Pour éviter ces désagréments, 59% des médecins ont mis en place des procédures de rappel (par téléphone, courriel ou SMS) et "41% des médecins anticipent ces rendez-vous non honorés en doublonnant les rendez-vous sur certains créneaux horaires", précise l'union. Ce sont les généralistes qui pratiquent le plus le "surbooking", note-t-on.

Les médecins des Hauts-de-Seine privilégient les procédures de rappel et ceux de Seine-et-Marne et de Seine-Saint-Denis pratiquent plus souvent le doublonnage des rendez-vous.

SOINS NON PROGRAMMÉS: 40% DES MEDECINS Y REPONDENT SOUS 24 HEURES

Dans son enquête, l'URML s'est également intéressée à la gestion des demandes de soins non programmés, qu'elle définit comme "des soins pris de manière inhabituellement rapide sans être nécessairement urgents".

Sur ce sujet, 40% des médecins ayant participé à l'enquête répondent aux demandes de soins non programmés sous 24 heures, 33% sous 48 heures et 27% sous 72 heures.

Les pédiatres et les généralistes répondent "plus souvent" aux demandes de soins non programmés sous 24 heures que les autres spécialistes, précise l'URPS. "A l'inverse, les autres spécialistes répondent 'plus souvent' à ces demandes sous 72 heures", indique-t-elle.

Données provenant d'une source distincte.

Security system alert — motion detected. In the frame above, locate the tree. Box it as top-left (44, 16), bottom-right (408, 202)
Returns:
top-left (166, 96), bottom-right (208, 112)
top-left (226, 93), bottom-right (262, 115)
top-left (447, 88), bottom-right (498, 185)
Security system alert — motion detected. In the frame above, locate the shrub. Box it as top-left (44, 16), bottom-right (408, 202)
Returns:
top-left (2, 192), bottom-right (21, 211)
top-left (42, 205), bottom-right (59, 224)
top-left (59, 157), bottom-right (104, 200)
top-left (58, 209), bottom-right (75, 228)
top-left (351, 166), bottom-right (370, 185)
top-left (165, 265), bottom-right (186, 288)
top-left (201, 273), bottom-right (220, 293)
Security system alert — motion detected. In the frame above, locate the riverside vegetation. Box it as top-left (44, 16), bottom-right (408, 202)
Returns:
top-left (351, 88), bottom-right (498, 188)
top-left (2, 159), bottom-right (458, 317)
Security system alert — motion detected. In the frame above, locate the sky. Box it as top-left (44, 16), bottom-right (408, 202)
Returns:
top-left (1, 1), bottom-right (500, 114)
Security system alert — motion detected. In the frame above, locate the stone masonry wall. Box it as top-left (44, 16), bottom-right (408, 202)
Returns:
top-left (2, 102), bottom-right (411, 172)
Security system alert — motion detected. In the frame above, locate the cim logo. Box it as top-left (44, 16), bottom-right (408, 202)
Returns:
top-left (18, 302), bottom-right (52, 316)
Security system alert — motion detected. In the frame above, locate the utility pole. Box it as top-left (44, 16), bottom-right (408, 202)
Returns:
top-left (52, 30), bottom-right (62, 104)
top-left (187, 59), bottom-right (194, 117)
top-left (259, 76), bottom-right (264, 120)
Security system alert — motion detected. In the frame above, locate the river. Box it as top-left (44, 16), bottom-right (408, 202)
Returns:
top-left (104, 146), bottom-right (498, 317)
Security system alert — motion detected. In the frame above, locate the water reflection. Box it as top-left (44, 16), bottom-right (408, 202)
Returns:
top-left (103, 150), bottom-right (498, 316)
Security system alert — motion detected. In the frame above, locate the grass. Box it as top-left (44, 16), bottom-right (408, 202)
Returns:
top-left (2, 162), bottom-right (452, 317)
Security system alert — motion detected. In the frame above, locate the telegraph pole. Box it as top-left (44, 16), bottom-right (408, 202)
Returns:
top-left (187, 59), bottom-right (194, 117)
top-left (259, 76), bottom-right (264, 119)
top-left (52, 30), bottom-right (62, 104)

Elle constate aussi que les médecins de Seine-Saint-Denis répondent plus souvent à ces demandes sous 24 heures que ceux des autres départements.

Les trois quarts (74%) des praticiens interrogés reçoivent entre zéro et cinq demandes de soins non programmés par jour et 26% entre six et 10 par jour. Les pédiatres et les généralistes constatent de façon significative entre six et 10 demandes de soins non programmés par jour.

C'est à Paris que les médecins recensent le moins de demandes (entre zéro et deux). Le Val-de-Marne et la Seine-Saint-Denis en recensent entre trois et cinq, et les Yvelines, la Seine-et-Marne et l'Essonne en comptabilisent entre six et 10.

Plus de la moitié (56%) des répondants assurent parvenir à satisfaire l'ensemble de ces demandes, qui se concentrent pour 97% des médecins en fin de journée, de 18 heures à 20 heures.

Dans 92% des cas, la demande émane directement du patient. S'il s'agit d'un patient déjà suivi, sa prise en charge en soins non programmés est facilitée dans 89% des cas, note l'URPS. "De même, si la demande émane d'un professionnel de santé, sa prise en charge en soins non programmés est facilitée dans 87% des cas", précise-t-elle aussi.

"EDUQUER LES PATIENTS SUR LA NOTION D'URGENCE"

En conclusion, l'URPS liste quelques "pistes de réflexion", soulignant notamment la "nécessité d'éduquer les patients sur la notion d'urgence via la prévention [et] l'éducation pour la santé" et l'importance de "ne pas céder à une logique du tout de suite".

Elle insiste aussi sur la "nécessité de conserver le caractère non marchand de la relation médecin-patient qui s'avère être une qualité précieuse".

Elle invite aussi les praticiens à "rester disponibles et efficients", avec "une organisation adaptée à son territoire, à sa pratique et à sa spécialité". Elle leur conseille d'"intégrer les nouvelles technologies" en proposant des prises de rendez-vous par internet "pour libérer les lignes téléphoniques".

"Ces conditions participeront sans doute à l'équilibre à trouver pour les médecins libéraux dans l'organisation des soins de demain", conclut-elle.